Defer amortization of experience losses or new solvency deficits by up to one year from the valuation date — this change will bring single employer plans in line with Jointly Sponsored Pension Plans (JSPPs), for which this rule already exists. This will be a welcome change for plan sponsors who can otherwise be faced with significant “retroactive contributions” owing following the filing of their updated actuarial valuations. The change will allow companies to better budget for their upcoming pension contributions, rather than scrambling to make a significant special payment immediately.

Permit employers to pledge a letter of credit instead of making certain contributions — employers will have the ability to use a letter of credit as an asset in the plan, reducing the immediate cash flow requirements for the employer. This creates a potential mechanism for reducing the likelihood of surplus development. If a plan with a letter of credit otherwise develops a surplus, presumably the letter of credit can be eliminated or reduced, without any surplus ownership complexities.

Accelerate the funding of benefit improvements — To reduce the adverse effect that plan improvements can have on a plan’s funded position, any amendment which serves to reduce the going concern’s funded ratio or transfer ratio below 85% will require an immediate lump sum contribution to restore the transfer ratio to the level immediately prior to the amendment. The balance of the cost of the amendment must be funded over no more than five years. This means that a plan which is 70% funded will need to fund 70% of any improvement immediately upon amendment. This would particularly affect collective bargaining in cases where the company cannot afford to immediately fund a sizable portion of a negotiated pension improvement.

Surplus and Contribution Holidays
The government’s proposed changes will only permit plan sponsors to take a contribution holiday if, by taking the holiday, the plan’s transfer ratio will not be reduced below 105%.

It will be necessary to see the proposed regulation to understand how a plan sponsor will demonstrate compliance with this requirement. For example, it appears acceptable for a plan which has a transfer ratio of 110% in the latest actuarial report to take a contribution holiday of up to 5% of the windup liability. However, in the year of the contribution holiday, the plan could suffer adverse experience (asset decline and/or changes in market interest rates) after taking the contribution holiday causing a degradation of the transfer ratio below 105% (or even below 100%).

One would hope that the final regulations will be written to clarify the responsibilities of the employer around monitoring the funded status of the plan between actuarial valuations.

For plans that take a contribution holiday under the proposed regulations, the plan sponsor will be required to disclose certain information to all eligible beneficiaries of the plan. This may not affect many plans in the current economic climate but it creates another disclosure requirement for plans with a surplus.

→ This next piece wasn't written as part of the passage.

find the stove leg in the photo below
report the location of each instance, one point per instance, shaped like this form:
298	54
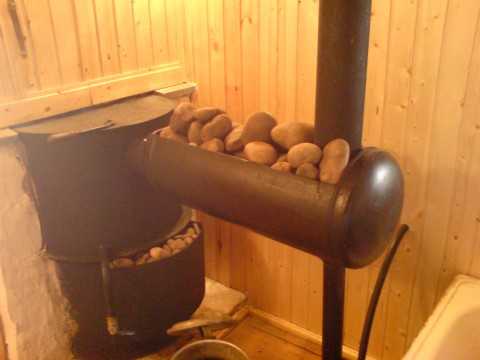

The surplus entitlement rules and surplus sharing processes are being updated to reduce some of the complex and costly processes, including litigation, which often arise following plan wind-up or during the development of a surplus-sharing agreement. In particular, plan sponsors will be able to withdraw surplus from an ongoing plan with the consent of 2/3 of members, as long as the remaining surplus exceeds the greater of 25% of windup liabilities or two years of normal actuarial cost plus 5% of windup liabilities.